Do Petitioners and Patent Owners Face the Same Issues?

Probably not. The Federal Circuit held in Cienna Corp. v. Oyster Optics, LLC, __ F.3d __ (Fed. Cir. 2020), that petitioners forfeited any objections to the old PTO structure by availing themselves of IPR. Someone may try to distinguish Cienna because the problem with the structure that the Supreme Court identified (APJ’s opinions aren’t reviewed) is different than the problem the Federal Circuit identified (APJs are easily fireable)—but Cienna is likely binding until then. But this doesn’t answer question of whether the Director, as a practical matter, will listen to rehearing petitions from both patent owners and petitioners. Indeed, making the Director review process more open—at least for issues of broad importance—may help solve some of the problems of providing “precedents” that the APJs need to follow.

What Should Parties Do Next?

Generally, if you are on appeal, keep making the objections you would have made before the ruling, but change them from “the APJs are invalid” to “we didn’t get a chance for Director review.” If you are past the Federal Circuit, you may need to file a short certiorari petition that says you want a GVR explaining why your facts are analogous to Arthrex and how you preserved your objections. If you are at the Federal Circuit, you will want to raise the issue in your opening brief, and if that time has passed, you might want to briefly ask for relief via a Rule 28(j) letter, or (more aggressively) by motion to vacate and remand. Of course, not everyone wants to raise this issue, but that is a case-by-case determination.

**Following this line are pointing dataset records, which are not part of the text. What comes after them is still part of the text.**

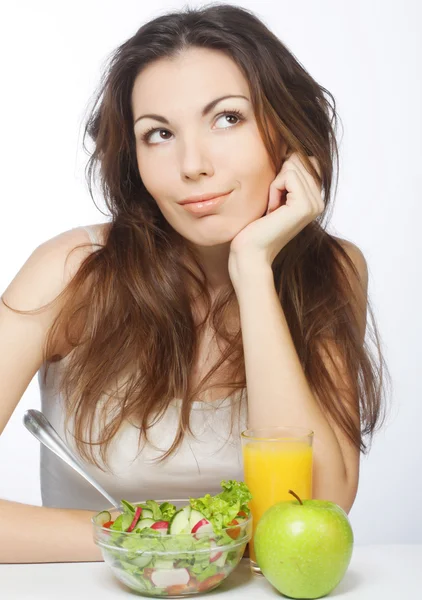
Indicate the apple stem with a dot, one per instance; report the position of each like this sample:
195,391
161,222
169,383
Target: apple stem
296,496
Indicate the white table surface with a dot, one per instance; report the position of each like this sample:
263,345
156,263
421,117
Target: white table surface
384,572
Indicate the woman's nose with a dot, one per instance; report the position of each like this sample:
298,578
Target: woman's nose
195,161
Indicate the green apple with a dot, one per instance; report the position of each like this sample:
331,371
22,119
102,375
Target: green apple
304,547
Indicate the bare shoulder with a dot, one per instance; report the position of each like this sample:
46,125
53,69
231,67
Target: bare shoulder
359,286
358,259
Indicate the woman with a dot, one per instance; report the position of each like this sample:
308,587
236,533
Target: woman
154,325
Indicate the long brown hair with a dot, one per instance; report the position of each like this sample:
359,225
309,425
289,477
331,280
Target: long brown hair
133,294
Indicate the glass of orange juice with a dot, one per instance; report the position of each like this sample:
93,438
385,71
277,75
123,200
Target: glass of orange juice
275,460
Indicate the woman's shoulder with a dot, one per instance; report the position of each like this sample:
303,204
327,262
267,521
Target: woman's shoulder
357,257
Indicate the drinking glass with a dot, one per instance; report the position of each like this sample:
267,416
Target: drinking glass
275,460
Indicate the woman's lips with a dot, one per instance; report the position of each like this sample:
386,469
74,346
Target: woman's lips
206,206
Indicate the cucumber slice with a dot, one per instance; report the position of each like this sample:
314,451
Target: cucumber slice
195,517
180,521
142,523
103,517
142,560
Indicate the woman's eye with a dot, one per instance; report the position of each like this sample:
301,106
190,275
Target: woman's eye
230,115
226,117
149,135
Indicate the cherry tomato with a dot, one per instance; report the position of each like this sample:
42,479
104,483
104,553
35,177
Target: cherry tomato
108,524
233,533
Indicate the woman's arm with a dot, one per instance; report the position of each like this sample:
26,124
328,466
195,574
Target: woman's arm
36,534
278,392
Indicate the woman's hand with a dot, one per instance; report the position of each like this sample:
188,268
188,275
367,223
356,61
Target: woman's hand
265,237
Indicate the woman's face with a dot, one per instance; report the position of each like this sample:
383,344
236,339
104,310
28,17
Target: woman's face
192,153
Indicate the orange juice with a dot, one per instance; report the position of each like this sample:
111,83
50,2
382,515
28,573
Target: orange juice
271,469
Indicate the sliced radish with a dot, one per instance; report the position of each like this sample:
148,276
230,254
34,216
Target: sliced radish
195,517
200,524
161,526
215,554
167,577
135,520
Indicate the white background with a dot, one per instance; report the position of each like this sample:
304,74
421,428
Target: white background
367,53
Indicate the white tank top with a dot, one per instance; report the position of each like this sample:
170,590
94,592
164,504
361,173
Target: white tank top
197,467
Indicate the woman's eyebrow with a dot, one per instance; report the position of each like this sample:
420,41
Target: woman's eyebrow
205,110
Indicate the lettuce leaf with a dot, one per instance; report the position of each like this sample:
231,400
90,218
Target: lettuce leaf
221,509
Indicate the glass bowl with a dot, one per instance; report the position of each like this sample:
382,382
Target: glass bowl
172,565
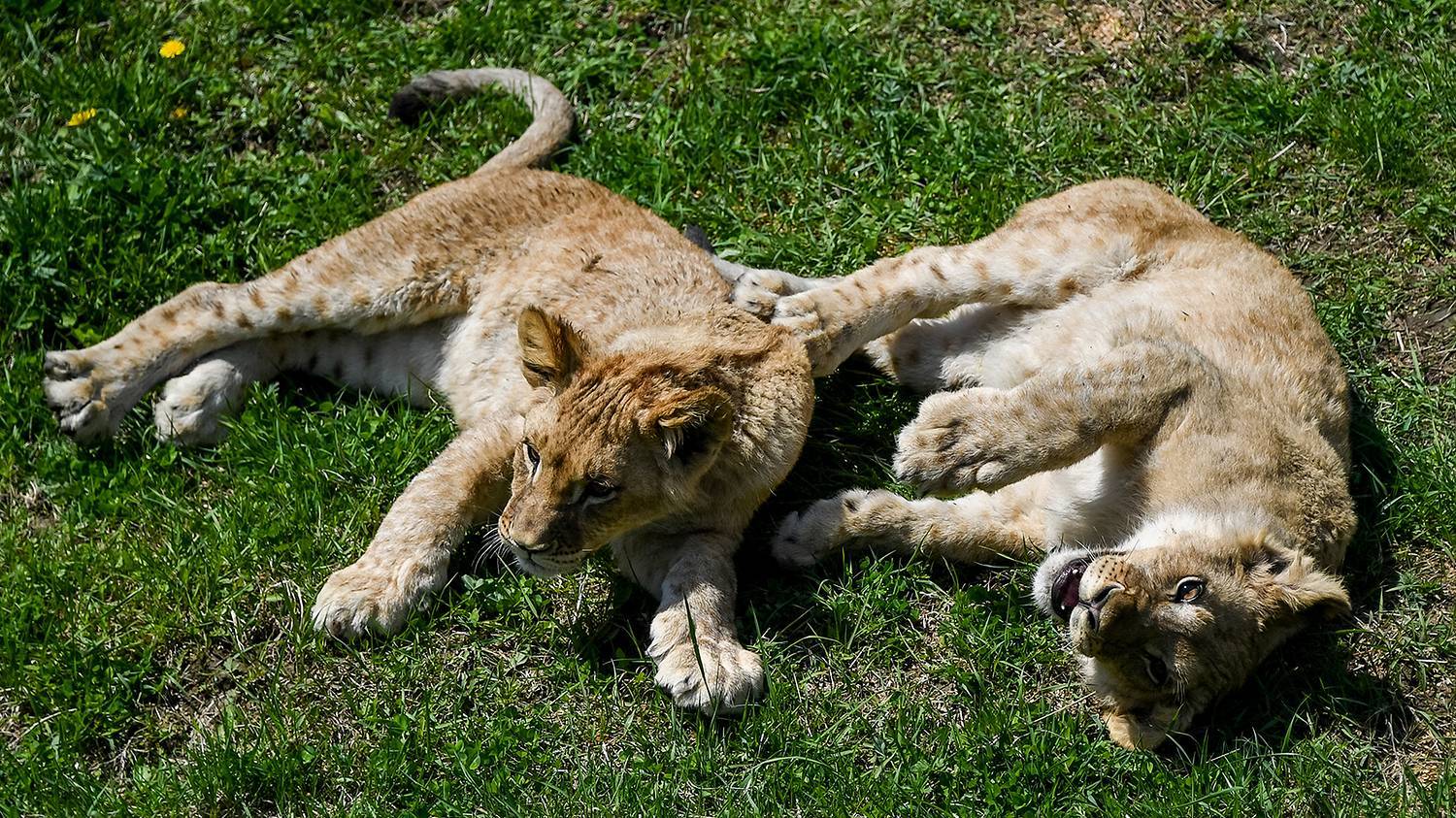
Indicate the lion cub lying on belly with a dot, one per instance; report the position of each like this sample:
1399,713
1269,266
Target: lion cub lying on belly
605,387
1144,396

If you are at the PTO, you will first want to consider whether petitioning for Director review is likely to help your case. If you already have a FWD or get one soon, you could petition for rehearing from the APJs, in part to buy time for the Director to implement his new process, and/or you could appeal to the Federal Circuit and argue in a motion or in your briefing that the case should be remanded. A benefit to doing so by motion is that it avoids the cost of briefing the merits and the time needed for a full appeal.

If you are on the “winning” side, there likely isn’t much for you to do.

What are Likely Longer-Term Outcomes?

We will all be watching the Director’s work closely to see if and when Director-based petitions (if that’s what he adopts) work. If the Director uses such petitions as an opportunity to set high-level policy, then parties will likely frame their petitions in terms of higher legal points rather than deeper factual issues. If he uses them as an opportunity to clean up smaller errors by the ALJs (but not change results), disaffected parties will stop using Director-based petitions because his work will hurt their odds with the Federal Circuit. Too much is uncertain now to guess whether this will be a big deal, no deal, or something between.